STATE HOUSE, BOSTON, JAN. 10, 2006…..The Legislature’s Housing Committee on
Tuesday endorsed an initiative that would send funds left over from a $25
million Hurricane Katrina relief law to help fuel local and state
homelessness prevention programs.
Of the estimated $12.5 million left, $5 million would be used to repair and
modernize local public housing units and $5 million would be spent on
Department of Housing and Community Development programs for the homeless.
About $1 million would be spent on low and moderate-income first-time
buyers looking for mortgage loans. The Massachusetts Housing and Shelter
Alliance and the New England Shelter for Homeless Veterans would receive
$500,000 and $250,000, respectively.
“There was an admirable outpouring of support for Katrina victims. The
reality is once the cameras are gone, once the media focus on Katrina has
subsided, we still have thousands of homeless families in Massachusetts,”
said Sen. Brian Joyce (D-Milton), the committee co-chairman. “This is by no
means going to cure our very real problem, but it’s at least a positive step.”

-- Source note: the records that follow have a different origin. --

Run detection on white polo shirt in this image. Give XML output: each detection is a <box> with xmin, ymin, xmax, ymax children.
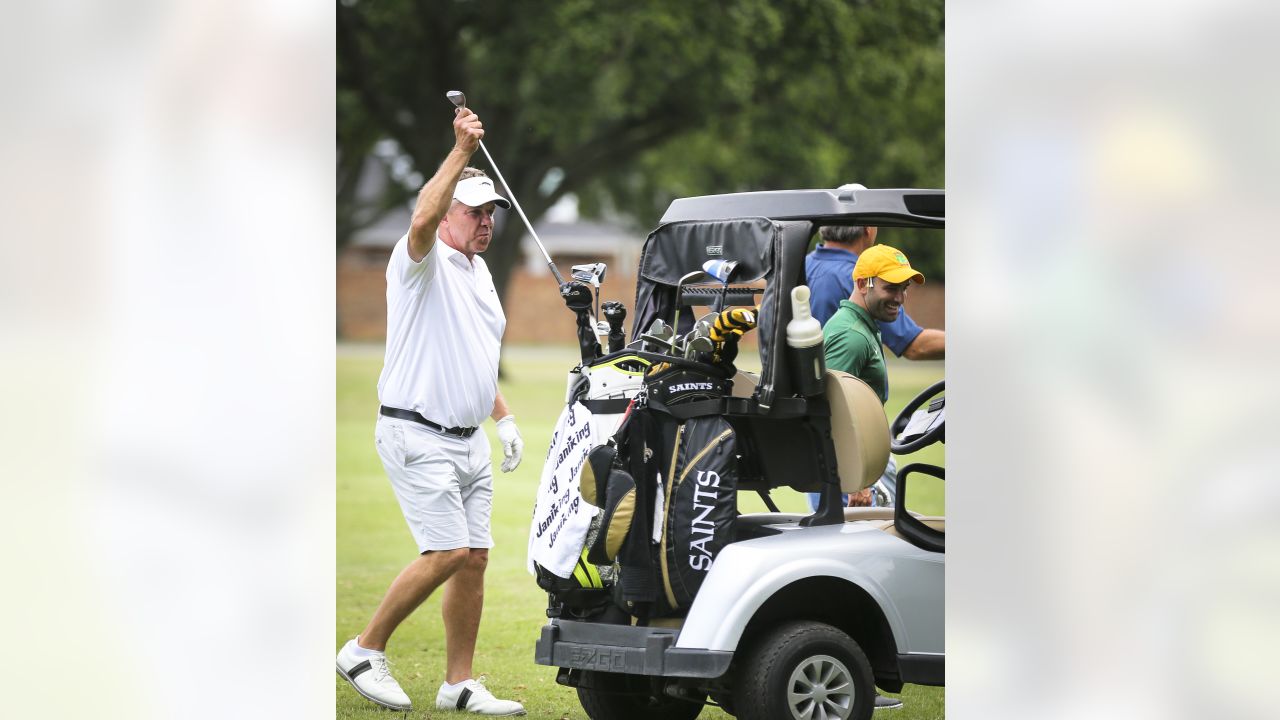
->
<box><xmin>376</xmin><ymin>233</ymin><xmax>506</xmax><ymax>428</ymax></box>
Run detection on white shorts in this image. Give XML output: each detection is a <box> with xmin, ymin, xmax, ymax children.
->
<box><xmin>374</xmin><ymin>415</ymin><xmax>494</xmax><ymax>553</ymax></box>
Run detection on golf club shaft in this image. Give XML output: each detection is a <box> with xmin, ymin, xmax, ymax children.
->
<box><xmin>475</xmin><ymin>139</ymin><xmax>563</xmax><ymax>286</ymax></box>
<box><xmin>448</xmin><ymin>91</ymin><xmax>563</xmax><ymax>285</ymax></box>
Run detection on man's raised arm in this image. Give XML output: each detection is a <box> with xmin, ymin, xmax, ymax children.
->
<box><xmin>406</xmin><ymin>108</ymin><xmax>484</xmax><ymax>262</ymax></box>
<box><xmin>902</xmin><ymin>328</ymin><xmax>945</xmax><ymax>361</ymax></box>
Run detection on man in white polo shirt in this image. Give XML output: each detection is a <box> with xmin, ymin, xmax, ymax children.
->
<box><xmin>336</xmin><ymin>106</ymin><xmax>526</xmax><ymax>716</ymax></box>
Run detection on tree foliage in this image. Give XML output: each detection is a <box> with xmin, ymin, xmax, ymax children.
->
<box><xmin>338</xmin><ymin>0</ymin><xmax>944</xmax><ymax>297</ymax></box>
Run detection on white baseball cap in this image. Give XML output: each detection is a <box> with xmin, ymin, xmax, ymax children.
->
<box><xmin>837</xmin><ymin>182</ymin><xmax>867</xmax><ymax>191</ymax></box>
<box><xmin>453</xmin><ymin>176</ymin><xmax>511</xmax><ymax>209</ymax></box>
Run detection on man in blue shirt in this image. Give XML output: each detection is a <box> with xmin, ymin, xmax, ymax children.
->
<box><xmin>806</xmin><ymin>225</ymin><xmax>944</xmax><ymax>360</ymax></box>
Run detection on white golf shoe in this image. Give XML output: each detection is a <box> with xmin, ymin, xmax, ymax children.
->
<box><xmin>435</xmin><ymin>678</ymin><xmax>526</xmax><ymax>716</ymax></box>
<box><xmin>335</xmin><ymin>638</ymin><xmax>412</xmax><ymax>711</ymax></box>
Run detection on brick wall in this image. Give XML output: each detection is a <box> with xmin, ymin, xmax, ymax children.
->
<box><xmin>902</xmin><ymin>283</ymin><xmax>945</xmax><ymax>331</ymax></box>
<box><xmin>337</xmin><ymin>245</ymin><xmax>945</xmax><ymax>343</ymax></box>
<box><xmin>337</xmin><ymin>246</ymin><xmax>393</xmax><ymax>341</ymax></box>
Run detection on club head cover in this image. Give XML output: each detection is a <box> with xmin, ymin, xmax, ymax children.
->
<box><xmin>709</xmin><ymin>307</ymin><xmax>757</xmax><ymax>342</ymax></box>
<box><xmin>601</xmin><ymin>301</ymin><xmax>627</xmax><ymax>323</ymax></box>
<box><xmin>579</xmin><ymin>443</ymin><xmax>617</xmax><ymax>508</ymax></box>
<box><xmin>560</xmin><ymin>281</ymin><xmax>594</xmax><ymax>312</ymax></box>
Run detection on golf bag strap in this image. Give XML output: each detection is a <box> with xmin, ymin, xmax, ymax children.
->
<box><xmin>618</xmin><ymin>410</ymin><xmax>658</xmax><ymax>607</ymax></box>
<box><xmin>581</xmin><ymin>398</ymin><xmax>632</xmax><ymax>414</ymax></box>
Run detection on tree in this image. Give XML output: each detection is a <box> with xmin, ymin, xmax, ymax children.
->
<box><xmin>338</xmin><ymin>0</ymin><xmax>944</xmax><ymax>299</ymax></box>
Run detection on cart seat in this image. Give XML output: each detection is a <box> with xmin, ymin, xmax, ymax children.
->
<box><xmin>825</xmin><ymin>370</ymin><xmax>891</xmax><ymax>495</ymax></box>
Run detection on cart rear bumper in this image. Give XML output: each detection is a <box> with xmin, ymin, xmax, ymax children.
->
<box><xmin>534</xmin><ymin>619</ymin><xmax>732</xmax><ymax>678</ymax></box>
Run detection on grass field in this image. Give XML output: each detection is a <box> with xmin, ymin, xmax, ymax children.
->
<box><xmin>338</xmin><ymin>343</ymin><xmax>944</xmax><ymax>719</ymax></box>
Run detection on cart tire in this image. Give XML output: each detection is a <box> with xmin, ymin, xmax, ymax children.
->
<box><xmin>734</xmin><ymin>621</ymin><xmax>874</xmax><ymax>720</ymax></box>
<box><xmin>577</xmin><ymin>683</ymin><xmax>705</xmax><ymax>720</ymax></box>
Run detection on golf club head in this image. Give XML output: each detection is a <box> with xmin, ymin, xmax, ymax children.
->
<box><xmin>703</xmin><ymin>259</ymin><xmax>741</xmax><ymax>312</ymax></box>
<box><xmin>571</xmin><ymin>262</ymin><xmax>607</xmax><ymax>287</ymax></box>
<box><xmin>701</xmin><ymin>259</ymin><xmax>740</xmax><ymax>284</ymax></box>
<box><xmin>446</xmin><ymin>90</ymin><xmax>467</xmax><ymax>110</ymax></box>
<box><xmin>643</xmin><ymin>319</ymin><xmax>674</xmax><ymax>355</ymax></box>
<box><xmin>685</xmin><ymin>335</ymin><xmax>714</xmax><ymax>360</ymax></box>
<box><xmin>694</xmin><ymin>316</ymin><xmax>714</xmax><ymax>339</ymax></box>
<box><xmin>638</xmin><ymin>333</ymin><xmax>669</xmax><ymax>347</ymax></box>
<box><xmin>676</xmin><ymin>269</ymin><xmax>710</xmax><ymax>288</ymax></box>
<box><xmin>648</xmin><ymin>318</ymin><xmax>673</xmax><ymax>341</ymax></box>
<box><xmin>671</xmin><ymin>270</ymin><xmax>711</xmax><ymax>348</ymax></box>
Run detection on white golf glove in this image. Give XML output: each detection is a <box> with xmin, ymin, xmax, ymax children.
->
<box><xmin>496</xmin><ymin>415</ymin><xmax>523</xmax><ymax>473</ymax></box>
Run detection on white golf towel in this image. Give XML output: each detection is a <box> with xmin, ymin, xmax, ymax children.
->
<box><xmin>527</xmin><ymin>402</ymin><xmax>600</xmax><ymax>578</ymax></box>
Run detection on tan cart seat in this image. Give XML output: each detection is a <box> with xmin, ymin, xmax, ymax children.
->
<box><xmin>825</xmin><ymin>370</ymin><xmax>891</xmax><ymax>495</ymax></box>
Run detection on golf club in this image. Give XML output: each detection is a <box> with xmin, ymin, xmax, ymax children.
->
<box><xmin>693</xmin><ymin>315</ymin><xmax>715</xmax><ymax>340</ymax></box>
<box><xmin>570</xmin><ymin>262</ymin><xmax>610</xmax><ymax>345</ymax></box>
<box><xmin>571</xmin><ymin>262</ymin><xmax>607</xmax><ymax>287</ymax></box>
<box><xmin>639</xmin><ymin>333</ymin><xmax>675</xmax><ymax>353</ymax></box>
<box><xmin>601</xmin><ymin>301</ymin><xmax>627</xmax><ymax>353</ymax></box>
<box><xmin>572</xmin><ymin>263</ymin><xmax>607</xmax><ymax>327</ymax></box>
<box><xmin>558</xmin><ymin>279</ymin><xmax>601</xmax><ymax>363</ymax></box>
<box><xmin>447</xmin><ymin>90</ymin><xmax>564</xmax><ymax>285</ymax></box>
<box><xmin>685</xmin><ymin>335</ymin><xmax>715</xmax><ymax>361</ymax></box>
<box><xmin>642</xmin><ymin>318</ymin><xmax>674</xmax><ymax>353</ymax></box>
<box><xmin>701</xmin><ymin>259</ymin><xmax>741</xmax><ymax>312</ymax></box>
<box><xmin>670</xmin><ymin>270</ymin><xmax>709</xmax><ymax>353</ymax></box>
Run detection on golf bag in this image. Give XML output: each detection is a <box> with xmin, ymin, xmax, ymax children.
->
<box><xmin>534</xmin><ymin>311</ymin><xmax>755</xmax><ymax>620</ymax></box>
<box><xmin>582</xmin><ymin>360</ymin><xmax>741</xmax><ymax>619</ymax></box>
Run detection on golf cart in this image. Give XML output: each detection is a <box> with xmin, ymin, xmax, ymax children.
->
<box><xmin>529</xmin><ymin>187</ymin><xmax>945</xmax><ymax>720</ymax></box>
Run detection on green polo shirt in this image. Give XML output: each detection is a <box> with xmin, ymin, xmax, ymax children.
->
<box><xmin>823</xmin><ymin>300</ymin><xmax>888</xmax><ymax>403</ymax></box>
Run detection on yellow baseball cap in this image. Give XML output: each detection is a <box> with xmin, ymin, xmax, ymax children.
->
<box><xmin>853</xmin><ymin>244</ymin><xmax>925</xmax><ymax>284</ymax></box>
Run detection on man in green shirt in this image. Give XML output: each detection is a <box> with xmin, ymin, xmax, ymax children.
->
<box><xmin>820</xmin><ymin>244</ymin><xmax>925</xmax><ymax>510</ymax></box>
<box><xmin>823</xmin><ymin>244</ymin><xmax>925</xmax><ymax>403</ymax></box>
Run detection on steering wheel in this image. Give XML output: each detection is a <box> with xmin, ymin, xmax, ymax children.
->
<box><xmin>890</xmin><ymin>380</ymin><xmax>945</xmax><ymax>454</ymax></box>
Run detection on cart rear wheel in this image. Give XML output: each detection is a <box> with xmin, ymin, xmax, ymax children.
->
<box><xmin>576</xmin><ymin>684</ymin><xmax>705</xmax><ymax>720</ymax></box>
<box><xmin>734</xmin><ymin>620</ymin><xmax>874</xmax><ymax>720</ymax></box>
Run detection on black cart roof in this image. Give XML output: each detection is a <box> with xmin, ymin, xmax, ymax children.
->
<box><xmin>659</xmin><ymin>188</ymin><xmax>944</xmax><ymax>228</ymax></box>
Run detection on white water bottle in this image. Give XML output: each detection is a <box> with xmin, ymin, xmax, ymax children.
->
<box><xmin>787</xmin><ymin>286</ymin><xmax>826</xmax><ymax>397</ymax></box>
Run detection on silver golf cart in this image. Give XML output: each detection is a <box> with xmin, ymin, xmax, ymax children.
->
<box><xmin>532</xmin><ymin>187</ymin><xmax>945</xmax><ymax>720</ymax></box>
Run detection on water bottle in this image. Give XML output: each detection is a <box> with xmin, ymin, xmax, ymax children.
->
<box><xmin>787</xmin><ymin>286</ymin><xmax>826</xmax><ymax>397</ymax></box>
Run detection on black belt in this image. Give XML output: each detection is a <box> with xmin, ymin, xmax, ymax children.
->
<box><xmin>380</xmin><ymin>406</ymin><xmax>477</xmax><ymax>438</ymax></box>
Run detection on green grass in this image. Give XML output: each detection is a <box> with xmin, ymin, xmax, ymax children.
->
<box><xmin>338</xmin><ymin>343</ymin><xmax>944</xmax><ymax>718</ymax></box>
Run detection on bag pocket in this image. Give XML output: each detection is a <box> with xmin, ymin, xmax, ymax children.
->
<box><xmin>586</xmin><ymin>465</ymin><xmax>638</xmax><ymax>566</ymax></box>
<box><xmin>658</xmin><ymin>417</ymin><xmax>737</xmax><ymax>613</ymax></box>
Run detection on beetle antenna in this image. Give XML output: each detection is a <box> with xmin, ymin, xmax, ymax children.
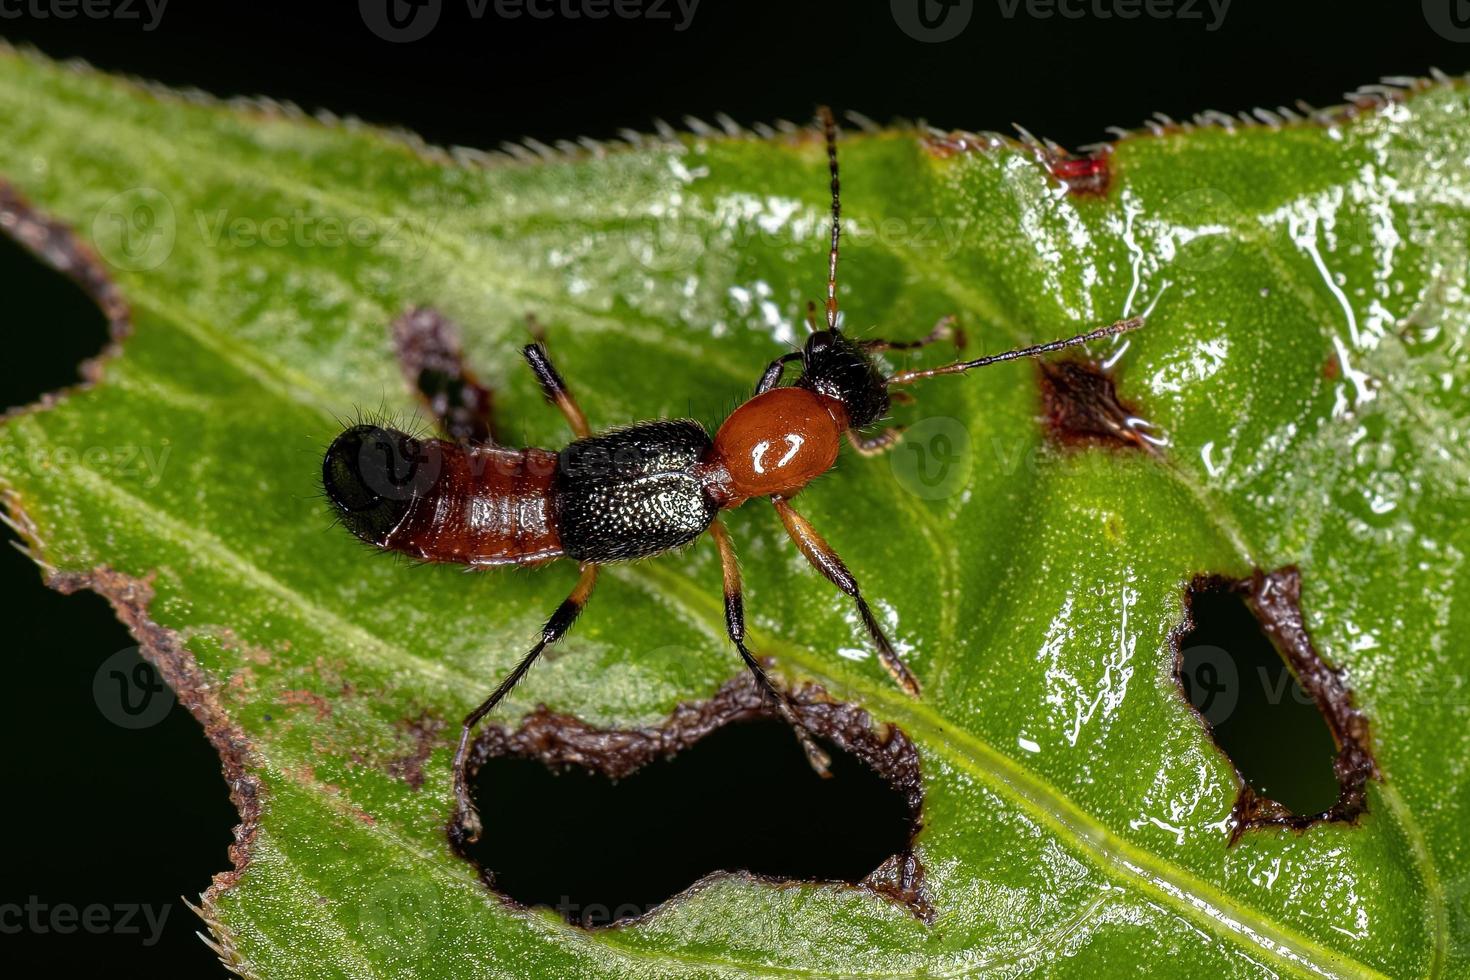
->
<box><xmin>818</xmin><ymin>105</ymin><xmax>841</xmax><ymax>333</ymax></box>
<box><xmin>885</xmin><ymin>316</ymin><xmax>1144</xmax><ymax>386</ymax></box>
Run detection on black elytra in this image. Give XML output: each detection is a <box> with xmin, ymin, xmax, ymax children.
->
<box><xmin>555</xmin><ymin>420</ymin><xmax>718</xmax><ymax>562</ymax></box>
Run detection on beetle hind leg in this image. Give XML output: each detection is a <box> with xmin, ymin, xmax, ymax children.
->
<box><xmin>709</xmin><ymin>519</ymin><xmax>832</xmax><ymax>778</ymax></box>
<box><xmin>452</xmin><ymin>563</ymin><xmax>599</xmax><ymax>844</ymax></box>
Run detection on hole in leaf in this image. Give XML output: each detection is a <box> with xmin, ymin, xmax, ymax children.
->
<box><xmin>453</xmin><ymin>675</ymin><xmax>927</xmax><ymax>927</ymax></box>
<box><xmin>0</xmin><ymin>543</ymin><xmax>238</xmax><ymax>973</ymax></box>
<box><xmin>0</xmin><ymin>185</ymin><xmax>125</xmax><ymax>409</ymax></box>
<box><xmin>1038</xmin><ymin>359</ymin><xmax>1161</xmax><ymax>452</ymax></box>
<box><xmin>1174</xmin><ymin>568</ymin><xmax>1378</xmax><ymax>841</ymax></box>
<box><xmin>1177</xmin><ymin>586</ymin><xmax>1340</xmax><ymax>813</ymax></box>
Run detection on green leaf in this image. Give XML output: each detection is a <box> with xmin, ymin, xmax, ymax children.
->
<box><xmin>1</xmin><ymin>45</ymin><xmax>1467</xmax><ymax>978</ymax></box>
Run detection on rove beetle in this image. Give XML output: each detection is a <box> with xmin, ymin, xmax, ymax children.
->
<box><xmin>322</xmin><ymin>108</ymin><xmax>1142</xmax><ymax>838</ymax></box>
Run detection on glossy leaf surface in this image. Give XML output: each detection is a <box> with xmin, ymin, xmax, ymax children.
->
<box><xmin>1</xmin><ymin>48</ymin><xmax>1467</xmax><ymax>978</ymax></box>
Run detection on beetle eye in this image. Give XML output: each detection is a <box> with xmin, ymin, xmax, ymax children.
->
<box><xmin>804</xmin><ymin>330</ymin><xmax>834</xmax><ymax>357</ymax></box>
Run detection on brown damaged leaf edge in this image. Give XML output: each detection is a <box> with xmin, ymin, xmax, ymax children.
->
<box><xmin>1174</xmin><ymin>567</ymin><xmax>1379</xmax><ymax>844</ymax></box>
<box><xmin>47</xmin><ymin>565</ymin><xmax>261</xmax><ymax>959</ymax></box>
<box><xmin>0</xmin><ymin>188</ymin><xmax>255</xmax><ymax>969</ymax></box>
<box><xmin>1039</xmin><ymin>357</ymin><xmax>1160</xmax><ymax>453</ymax></box>
<box><xmin>452</xmin><ymin>670</ymin><xmax>932</xmax><ymax>924</ymax></box>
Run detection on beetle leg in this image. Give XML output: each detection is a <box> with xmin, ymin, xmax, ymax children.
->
<box><xmin>708</xmin><ymin>519</ymin><xmax>832</xmax><ymax>778</ymax></box>
<box><xmin>452</xmin><ymin>563</ymin><xmax>598</xmax><ymax>843</ymax></box>
<box><xmin>755</xmin><ymin>352</ymin><xmax>803</xmax><ymax>395</ymax></box>
<box><xmin>845</xmin><ymin>427</ymin><xmax>906</xmax><ymax>456</ymax></box>
<box><xmin>860</xmin><ymin>314</ymin><xmax>966</xmax><ymax>354</ymax></box>
<box><xmin>771</xmin><ymin>497</ymin><xmax>921</xmax><ymax>697</ymax></box>
<box><xmin>521</xmin><ymin>341</ymin><xmax>591</xmax><ymax>439</ymax></box>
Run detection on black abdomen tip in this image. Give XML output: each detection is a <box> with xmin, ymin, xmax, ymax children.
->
<box><xmin>322</xmin><ymin>424</ymin><xmax>440</xmax><ymax>545</ymax></box>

Joyce said the legislation appears to have broad support, with at least 26
co-sponsors, and will now move on to Senate Ways and Means. Homeless
prevention and housing advocacy groups testified before the committee in
support of the bill (S 2313).
“Hurricane Katrina exposed the real, raw issues of poverty,” said Grace K.
Carmark, executive director of the Central Massachusetts Housing Alliance,
a Worcester County-based nonprofit. “The ultimate answer is to create more
affordable permanent housing opportunities for people earning less than
fifty percent of the median income.”
Carmark told committee members that every family moved from a shelter to
housing costs $4,000 but saves $15,000 in shelter costs. Funding cuts have
raised fears that as shelters become gridlocked, more homeless families
will once again be housed in hotels, she added.
Currently, 74 families, with 137 children, are staying in Worcester
emergency family shelters. Homeless prevention advocates at today’s hearing
cited a University of Massachusetts report from 2000 that estimated there
are 10,000 homeless people statewide.
“Like Katrina, it’s about system failure,” said Joe Finn, executive
director of the Massachusetts Housing and Shelter Alliance. “What we’ve
lacked in the past is the political wherewithal and a sense of urgency.”
“The more we focus on prevention, which is more humane and cost-effective
to the Commonwealth, the better off everyone will be,” said John McGah, a
senior research associate at University of Massachusetts Boston’s Center
for Social Policy.
Separately, the committee also heard a home-rule petition establishing a
non-profit senior housing corporation in Deerfield in Franklin County,
brought forth by Sen. Stanley C. Rosenberg and Rep. Stephen Kulik. Both
lawmakers acknowledge the corporation is “unusual,” since it will be a
quasi-public organization owned by the town. Kulik says it won’t duplicate
the resources the regional housing authority provides.
The private non-profit corporation has a start-up cost projected at around
$60,000, which is to come out of the municipal budget.
“What it will enable the town to do is receive donations and gifts and
appropriate money from the municipal budget into a fund that would allow
assistance to senior citizens in town for home improvements,” Rep. Kulik
said. “The town has come up with this idea as a way to keep more elderly
residents in Deerfield.”
The work will be on existing senior homes, installing grab bars, raising
toilets, and providing better lighting. It won’t duplicate the resources
the regional housing authority provides, Kulik said.
The Housing Committee also heard an update on guidelines released last
November for Chapter 40B, a state affordable housing law. The new
guidelines are not legally binding, according to Clark Ziegler, the
executive director of the Massachusetts Housing Partnership.
“This is advice, nothing more,” said Ziegler, who is also the principal
author of the report, but added that all four state agencies involved with
Chapter 40B have signed off on it. “The state agencies are speaking in one
voice in terms of policy,” he said, and the Housing Appeals Committee has
cited the guidelines in some recent decisions.
The guidelines outline a uniform appraisal process for 40B sites, and put
standards in place for what can make a 40B development “uneconomic,” which
would include projected sales exceeding development costs by less than 15
percent. The guidelines also encourage communities to adopt local
affordable housing plans to help engage in a dialogue with developers and
zoning boards of appeals.
“In terms of acrimony over land value, it’s not going to make it go away,
but it’s going to clear up a few issues,” he said.